According to Galina Maliborskaya, Retail Property Director, Colliers International, an increase in personal income and in sales turnover in 2010, as well as the entry of foreign players and the expansion of regional players, have motivated many retail operators to enter new spheres and develop new retail formats. For example, Euroset is planning to create a chain of intellect-oriented hypermarkets in Russia, combining two concepts – sale of electronics and books. The German retail operator, Metro Cash & Carry, may launch a pilot small-format store called the Metro Punct in Moscow, and will be promoting its sales through the Russian Internet.
The X5 Retail Group is preparing to launch a new store format, The Piaterochka-Maxi, featuring a limited choice of goods sold at very low prices. Maxim Trapeznikov, PR Director of X5 Retail Group comments: “We are planning to develop our existing store formats – hypermarkets, supermarkets, economy-class self-service supermarkets and neighborhood stores. Formats in the capital city region have been adjusted for Moscow, which means we will not be making any major changes.”
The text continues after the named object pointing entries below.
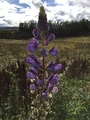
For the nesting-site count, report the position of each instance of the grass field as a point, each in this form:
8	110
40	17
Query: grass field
72	102
11	50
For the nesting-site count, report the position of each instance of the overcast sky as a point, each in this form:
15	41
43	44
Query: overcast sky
12	12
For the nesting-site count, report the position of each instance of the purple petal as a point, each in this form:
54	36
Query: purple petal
32	87
50	67
43	52
40	82
55	79
51	37
58	67
33	70
44	95
36	34
54	90
30	75
53	52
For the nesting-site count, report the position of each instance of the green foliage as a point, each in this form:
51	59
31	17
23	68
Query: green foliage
73	99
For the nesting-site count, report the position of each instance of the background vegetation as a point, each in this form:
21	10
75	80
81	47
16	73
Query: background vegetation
60	29
73	99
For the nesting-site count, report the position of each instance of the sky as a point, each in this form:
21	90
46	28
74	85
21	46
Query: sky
12	12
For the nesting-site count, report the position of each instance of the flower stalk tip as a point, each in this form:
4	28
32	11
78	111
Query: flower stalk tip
43	73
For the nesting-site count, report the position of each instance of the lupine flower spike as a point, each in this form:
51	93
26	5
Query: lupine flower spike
42	75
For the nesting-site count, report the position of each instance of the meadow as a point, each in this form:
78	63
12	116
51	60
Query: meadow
73	99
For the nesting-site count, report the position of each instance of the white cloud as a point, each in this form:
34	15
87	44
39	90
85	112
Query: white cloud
11	13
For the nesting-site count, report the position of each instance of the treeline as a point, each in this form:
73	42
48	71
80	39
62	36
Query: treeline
60	29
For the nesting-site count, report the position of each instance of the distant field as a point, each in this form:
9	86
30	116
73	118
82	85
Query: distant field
11	50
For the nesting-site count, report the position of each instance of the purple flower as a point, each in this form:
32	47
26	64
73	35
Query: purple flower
29	60
53	52
58	67
34	61
33	70
40	82
33	87
31	75
43	52
32	45
54	67
50	67
44	95
36	33
54	90
54	80
51	37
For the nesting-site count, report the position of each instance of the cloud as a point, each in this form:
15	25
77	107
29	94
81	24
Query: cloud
12	12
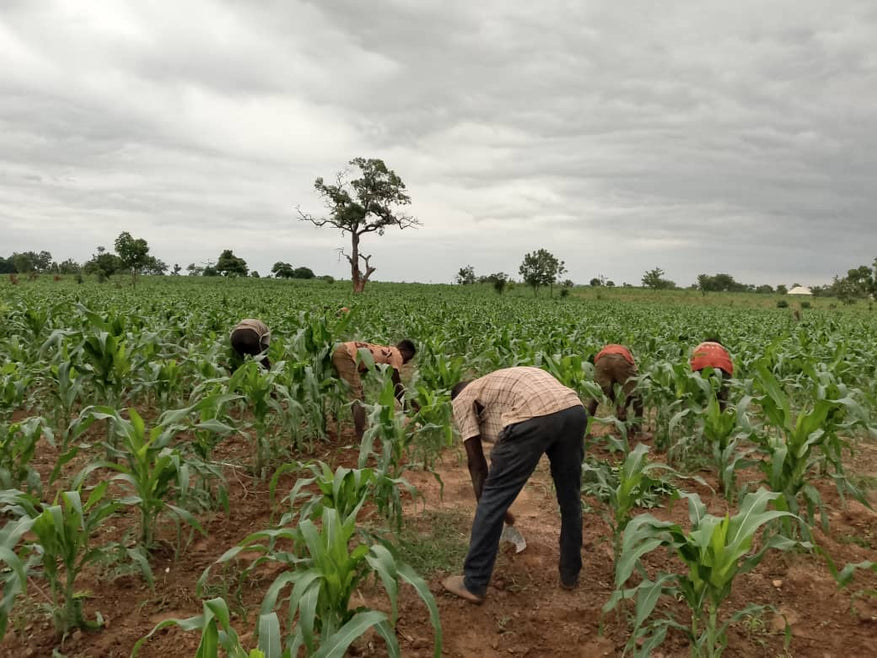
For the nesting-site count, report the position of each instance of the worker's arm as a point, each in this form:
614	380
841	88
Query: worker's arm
400	393
478	470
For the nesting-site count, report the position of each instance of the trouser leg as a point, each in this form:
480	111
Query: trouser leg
348	372
512	462
566	454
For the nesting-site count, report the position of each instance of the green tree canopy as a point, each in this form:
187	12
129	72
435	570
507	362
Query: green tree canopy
368	204
655	280
466	276
103	263
541	268
282	270
230	265
133	253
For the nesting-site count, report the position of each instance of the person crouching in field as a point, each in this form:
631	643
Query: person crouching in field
348	365
613	365
251	337
525	413
712	354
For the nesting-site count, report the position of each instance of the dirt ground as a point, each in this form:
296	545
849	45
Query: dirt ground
525	614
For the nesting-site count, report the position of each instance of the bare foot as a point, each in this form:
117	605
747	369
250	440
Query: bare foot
454	584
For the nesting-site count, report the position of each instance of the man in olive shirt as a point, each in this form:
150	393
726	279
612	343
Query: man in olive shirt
525	413
251	336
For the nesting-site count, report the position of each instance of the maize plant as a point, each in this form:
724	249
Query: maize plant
389	427
713	553
66	391
432	424
257	387
17	560
218	638
637	482
326	565
63	543
344	490
800	444
18	443
154	473
15	388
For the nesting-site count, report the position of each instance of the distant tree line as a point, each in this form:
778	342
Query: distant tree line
859	283
131	256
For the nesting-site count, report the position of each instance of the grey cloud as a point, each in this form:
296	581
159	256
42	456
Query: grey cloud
745	132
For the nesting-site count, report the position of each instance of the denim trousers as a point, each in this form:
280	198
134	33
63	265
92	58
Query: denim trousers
561	436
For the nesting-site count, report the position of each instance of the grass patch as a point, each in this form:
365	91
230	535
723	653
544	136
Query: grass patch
436	541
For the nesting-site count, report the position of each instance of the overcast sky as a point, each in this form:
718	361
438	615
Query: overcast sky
696	136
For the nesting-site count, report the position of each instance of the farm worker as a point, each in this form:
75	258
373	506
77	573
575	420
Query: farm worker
348	365
613	365
525	413
251	337
712	354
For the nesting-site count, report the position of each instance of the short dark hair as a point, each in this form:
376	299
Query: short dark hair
406	347
458	388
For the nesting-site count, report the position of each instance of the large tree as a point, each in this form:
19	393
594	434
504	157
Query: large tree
466	276
655	279
541	268
134	254
104	263
368	204
230	265
282	270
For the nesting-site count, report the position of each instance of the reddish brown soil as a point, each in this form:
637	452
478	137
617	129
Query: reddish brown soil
525	613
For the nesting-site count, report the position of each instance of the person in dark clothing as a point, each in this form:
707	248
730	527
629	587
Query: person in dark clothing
526	413
712	354
613	365
251	337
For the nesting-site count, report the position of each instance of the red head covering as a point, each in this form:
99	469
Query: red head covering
615	349
711	355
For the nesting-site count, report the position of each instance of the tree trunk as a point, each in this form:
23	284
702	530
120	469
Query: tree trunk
355	275
359	279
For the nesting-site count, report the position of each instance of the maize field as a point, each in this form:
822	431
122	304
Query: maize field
160	501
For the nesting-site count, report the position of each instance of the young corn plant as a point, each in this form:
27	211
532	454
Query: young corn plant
17	560
258	388
155	473
344	490
431	426
218	637
800	445
66	391
15	385
723	432
714	552
637	482
63	542
389	427
326	565
18	443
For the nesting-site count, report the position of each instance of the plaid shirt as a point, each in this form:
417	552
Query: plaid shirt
509	396
380	353
255	325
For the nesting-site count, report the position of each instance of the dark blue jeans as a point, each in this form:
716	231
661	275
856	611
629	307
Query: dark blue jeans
561	436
At the same time, experts have noticed a continued process of consolidation of food retailers. According to RRG’s Andrey Panfilov, the mergers and acquisitions will continue. “The takeover of smaller players by major operators is being facilitated by the resurgent willingness of banks to provide loan capital to the retail sector, as recently we have been hearing that large retailers have started to receive bank loans for their development needs,” says Andrey Panfilov.